In August, Chrysler Group's U.S. sales rose 12 percent to 165,552 units. For the first eight months this year, sales reached 1.2 million units, up 10 percent from the year-earlier period. Industrywide sales rose 17 percent in August and 10 percent through August.
Gerry Quinn, Chrysler Group's head of financial services, said last week that Chrysler Capital helped boost the August numbers. "Chrysler Capital continues to focus on helping Chrysler dealers succeed while helping more consumers purchase or lease vehicles," he said.
Chrysler Capital, which launched in May, is a private-label arrangement between Chrysler Group and subprime specialist Santander Consumer USA Inc. Before that, Chrysler had a deal to route incentives through Ally Financial. That deal ended in April, although Ally continues to be a major source of financing for Chrysler brands.
Chrysler's former captive, Chrysler Financial, was purchased by TD Bank, of Toronto, in 2011 and renamed TD Auto Finance.

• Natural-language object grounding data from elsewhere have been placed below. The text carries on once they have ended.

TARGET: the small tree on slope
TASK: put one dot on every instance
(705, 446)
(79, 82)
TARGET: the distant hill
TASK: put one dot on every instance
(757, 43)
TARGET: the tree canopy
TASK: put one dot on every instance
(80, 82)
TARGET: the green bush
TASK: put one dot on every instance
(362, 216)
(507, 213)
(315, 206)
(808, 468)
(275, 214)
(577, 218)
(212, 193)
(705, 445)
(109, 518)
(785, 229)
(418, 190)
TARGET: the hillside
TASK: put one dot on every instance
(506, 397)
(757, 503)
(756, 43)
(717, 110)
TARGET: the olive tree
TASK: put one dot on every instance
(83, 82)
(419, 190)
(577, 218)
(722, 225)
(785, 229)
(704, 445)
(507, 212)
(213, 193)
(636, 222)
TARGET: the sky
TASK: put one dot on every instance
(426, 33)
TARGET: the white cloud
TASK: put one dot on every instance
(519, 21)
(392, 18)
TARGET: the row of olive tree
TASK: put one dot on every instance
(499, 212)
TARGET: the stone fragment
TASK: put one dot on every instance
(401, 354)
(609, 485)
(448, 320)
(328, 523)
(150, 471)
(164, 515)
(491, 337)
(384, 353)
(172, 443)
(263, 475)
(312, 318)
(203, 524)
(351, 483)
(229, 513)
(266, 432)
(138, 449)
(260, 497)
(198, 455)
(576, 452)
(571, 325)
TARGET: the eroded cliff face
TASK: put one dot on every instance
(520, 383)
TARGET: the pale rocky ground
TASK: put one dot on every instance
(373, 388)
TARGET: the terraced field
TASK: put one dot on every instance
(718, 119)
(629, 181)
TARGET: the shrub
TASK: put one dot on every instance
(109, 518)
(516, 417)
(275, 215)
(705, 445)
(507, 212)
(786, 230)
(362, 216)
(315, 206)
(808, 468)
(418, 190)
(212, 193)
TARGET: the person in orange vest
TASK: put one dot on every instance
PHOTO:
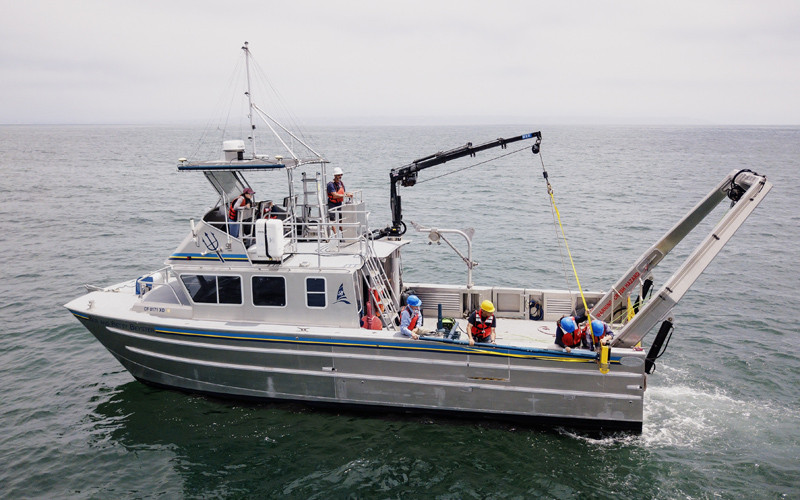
(243, 201)
(482, 323)
(336, 196)
(569, 334)
(411, 318)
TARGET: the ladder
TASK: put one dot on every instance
(381, 293)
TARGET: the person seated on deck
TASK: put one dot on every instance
(411, 317)
(601, 334)
(569, 334)
(241, 202)
(482, 324)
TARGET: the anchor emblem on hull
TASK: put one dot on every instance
(340, 295)
(211, 242)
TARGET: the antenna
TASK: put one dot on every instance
(252, 135)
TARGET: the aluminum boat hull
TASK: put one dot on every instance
(492, 383)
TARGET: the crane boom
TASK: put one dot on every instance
(407, 175)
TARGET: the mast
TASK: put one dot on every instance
(252, 136)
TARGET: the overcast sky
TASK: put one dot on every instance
(344, 61)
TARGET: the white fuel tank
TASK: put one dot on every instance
(269, 239)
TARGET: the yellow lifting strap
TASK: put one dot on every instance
(605, 351)
(569, 253)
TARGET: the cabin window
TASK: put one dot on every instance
(210, 289)
(315, 292)
(269, 291)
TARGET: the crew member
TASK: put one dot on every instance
(243, 201)
(336, 196)
(482, 323)
(601, 334)
(569, 334)
(411, 318)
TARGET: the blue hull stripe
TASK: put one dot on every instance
(431, 344)
(235, 257)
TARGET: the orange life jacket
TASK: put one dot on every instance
(482, 325)
(574, 339)
(414, 317)
(331, 198)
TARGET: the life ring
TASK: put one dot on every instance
(377, 299)
(535, 310)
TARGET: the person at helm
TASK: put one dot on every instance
(482, 323)
(411, 318)
(243, 201)
(336, 195)
(569, 333)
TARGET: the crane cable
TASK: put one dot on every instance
(566, 244)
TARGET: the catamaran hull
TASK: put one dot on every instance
(394, 374)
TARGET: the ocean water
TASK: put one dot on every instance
(102, 204)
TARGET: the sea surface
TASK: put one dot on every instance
(103, 204)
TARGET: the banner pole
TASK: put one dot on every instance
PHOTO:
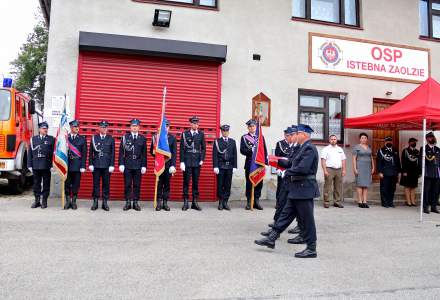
(252, 198)
(63, 194)
(423, 170)
(155, 192)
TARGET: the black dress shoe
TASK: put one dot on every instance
(185, 205)
(257, 205)
(296, 240)
(44, 203)
(95, 204)
(309, 252)
(268, 241)
(105, 205)
(295, 230)
(195, 205)
(136, 206)
(127, 205)
(36, 202)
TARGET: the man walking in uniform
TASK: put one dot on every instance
(101, 164)
(247, 144)
(163, 186)
(432, 178)
(192, 155)
(388, 167)
(77, 155)
(224, 160)
(302, 188)
(333, 165)
(40, 163)
(133, 163)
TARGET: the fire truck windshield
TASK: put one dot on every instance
(5, 105)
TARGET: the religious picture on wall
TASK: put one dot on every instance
(261, 109)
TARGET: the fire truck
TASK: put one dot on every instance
(18, 123)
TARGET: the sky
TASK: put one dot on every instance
(17, 19)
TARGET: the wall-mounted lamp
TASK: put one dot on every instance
(162, 18)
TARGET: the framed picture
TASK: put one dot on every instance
(261, 109)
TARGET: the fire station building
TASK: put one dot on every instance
(296, 61)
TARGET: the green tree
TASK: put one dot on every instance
(29, 68)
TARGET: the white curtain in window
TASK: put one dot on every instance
(325, 10)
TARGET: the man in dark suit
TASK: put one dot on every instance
(102, 164)
(247, 145)
(432, 177)
(302, 188)
(192, 155)
(77, 155)
(133, 163)
(163, 186)
(224, 161)
(388, 168)
(40, 163)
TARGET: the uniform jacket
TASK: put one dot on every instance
(388, 162)
(77, 162)
(173, 148)
(192, 148)
(133, 154)
(224, 154)
(410, 160)
(102, 152)
(302, 173)
(246, 148)
(432, 159)
(41, 152)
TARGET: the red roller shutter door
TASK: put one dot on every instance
(118, 88)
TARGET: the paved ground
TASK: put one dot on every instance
(372, 253)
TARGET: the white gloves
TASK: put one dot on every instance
(172, 170)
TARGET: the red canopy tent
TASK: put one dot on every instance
(417, 111)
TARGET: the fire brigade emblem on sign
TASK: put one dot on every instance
(330, 54)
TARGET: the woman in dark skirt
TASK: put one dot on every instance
(410, 171)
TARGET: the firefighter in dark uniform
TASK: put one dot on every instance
(192, 155)
(247, 144)
(102, 164)
(40, 163)
(224, 161)
(432, 178)
(388, 168)
(133, 163)
(302, 189)
(77, 155)
(163, 186)
(282, 149)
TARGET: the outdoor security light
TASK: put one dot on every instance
(162, 18)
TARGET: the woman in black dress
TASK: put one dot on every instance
(410, 171)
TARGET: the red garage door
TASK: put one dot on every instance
(118, 88)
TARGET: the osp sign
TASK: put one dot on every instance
(361, 58)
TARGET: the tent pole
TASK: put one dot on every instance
(423, 170)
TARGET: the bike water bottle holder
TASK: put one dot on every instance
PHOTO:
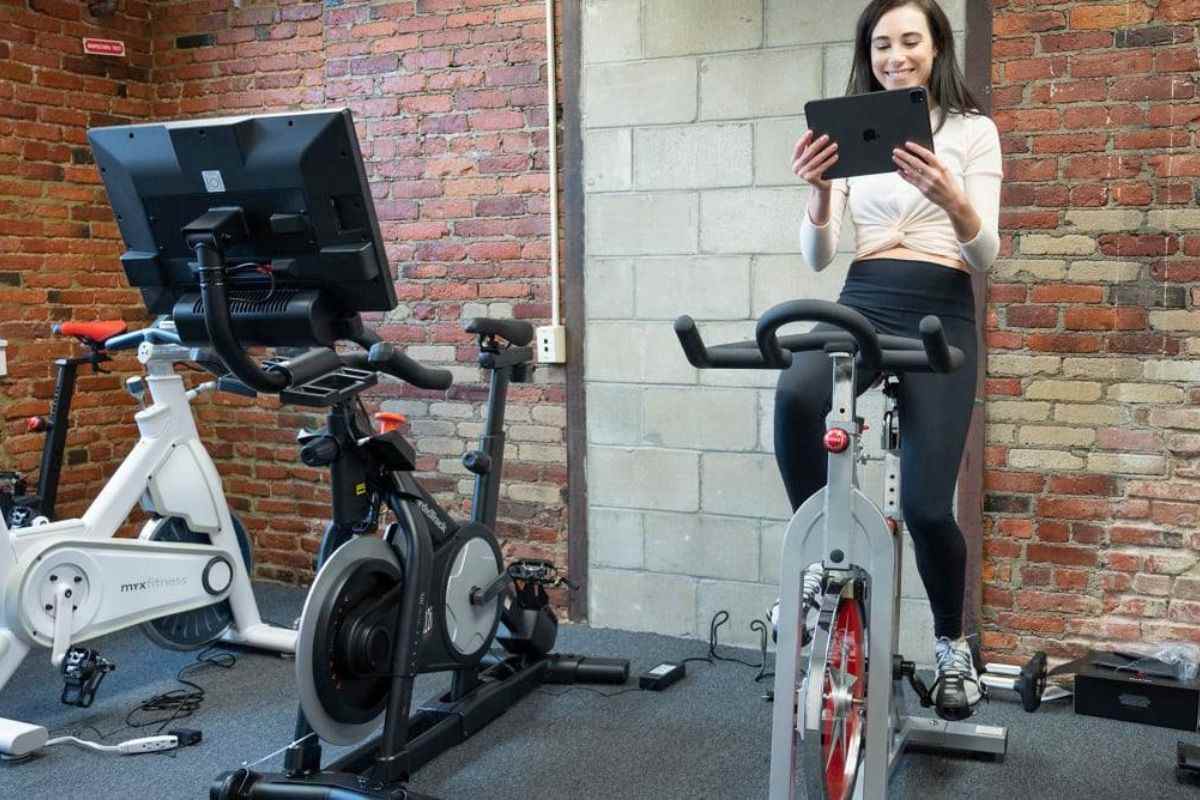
(83, 671)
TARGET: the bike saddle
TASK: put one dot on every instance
(94, 335)
(515, 331)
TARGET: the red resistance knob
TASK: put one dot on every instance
(390, 421)
(837, 440)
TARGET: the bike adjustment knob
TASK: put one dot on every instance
(321, 451)
(478, 462)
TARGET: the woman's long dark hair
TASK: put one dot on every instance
(947, 85)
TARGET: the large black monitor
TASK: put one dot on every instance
(304, 228)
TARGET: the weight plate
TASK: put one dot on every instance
(343, 708)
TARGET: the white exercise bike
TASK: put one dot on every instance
(185, 579)
(840, 723)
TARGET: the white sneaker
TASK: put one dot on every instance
(957, 687)
(810, 603)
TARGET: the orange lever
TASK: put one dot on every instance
(390, 421)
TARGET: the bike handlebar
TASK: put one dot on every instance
(930, 353)
(135, 338)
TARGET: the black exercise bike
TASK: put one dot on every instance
(431, 595)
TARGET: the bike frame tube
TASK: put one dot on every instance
(487, 486)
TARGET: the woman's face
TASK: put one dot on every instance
(903, 49)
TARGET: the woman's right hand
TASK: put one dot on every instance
(811, 157)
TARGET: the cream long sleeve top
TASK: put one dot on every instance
(888, 211)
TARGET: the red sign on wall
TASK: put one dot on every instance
(103, 47)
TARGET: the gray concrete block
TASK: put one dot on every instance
(685, 26)
(767, 420)
(646, 477)
(779, 278)
(771, 549)
(744, 602)
(700, 419)
(607, 160)
(715, 287)
(609, 288)
(774, 142)
(768, 83)
(640, 92)
(615, 537)
(612, 30)
(751, 220)
(642, 601)
(636, 353)
(838, 59)
(745, 485)
(658, 223)
(696, 156)
(702, 545)
(810, 22)
(615, 414)
(916, 632)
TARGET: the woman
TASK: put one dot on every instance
(921, 230)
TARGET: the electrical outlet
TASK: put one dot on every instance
(551, 344)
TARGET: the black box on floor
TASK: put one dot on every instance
(1138, 697)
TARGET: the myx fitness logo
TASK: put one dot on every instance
(150, 584)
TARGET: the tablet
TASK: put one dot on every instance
(869, 127)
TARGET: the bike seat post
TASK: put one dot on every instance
(841, 474)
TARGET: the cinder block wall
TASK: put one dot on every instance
(690, 112)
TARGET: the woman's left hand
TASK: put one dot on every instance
(922, 168)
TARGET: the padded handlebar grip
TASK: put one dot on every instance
(135, 338)
(742, 355)
(384, 358)
(816, 311)
(307, 366)
(936, 347)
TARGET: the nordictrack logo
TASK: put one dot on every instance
(150, 584)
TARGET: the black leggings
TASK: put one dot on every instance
(935, 413)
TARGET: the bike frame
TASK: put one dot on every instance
(118, 583)
(846, 531)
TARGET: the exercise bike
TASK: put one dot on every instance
(184, 581)
(839, 720)
(431, 595)
(17, 505)
(261, 230)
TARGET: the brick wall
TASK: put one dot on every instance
(58, 239)
(1093, 376)
(449, 101)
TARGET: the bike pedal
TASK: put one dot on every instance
(83, 671)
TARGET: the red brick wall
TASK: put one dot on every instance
(1093, 383)
(58, 240)
(449, 101)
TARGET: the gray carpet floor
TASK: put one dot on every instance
(706, 737)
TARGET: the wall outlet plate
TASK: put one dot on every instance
(552, 344)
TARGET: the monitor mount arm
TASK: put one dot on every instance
(208, 236)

Dealer Doug Moreland says his only criticism of Chrysler Capital is that, because of its historical subprime specialty, it lacks experience with superprime customers, those with the highest credit scores. Still, he says, "In almost all of the different segments of lending, based on competitive rates, based on the structure of the deals, they are taking market share away from other lenders."
He adds: "It's kind of like being back to factory relations. The old Chrysler Financial would buy a deal, especially on a Chrysler product, where they might be taking a little more risk, but if they never took any risk they wouldn't have sold the vehicle. They kind of have that attitude now."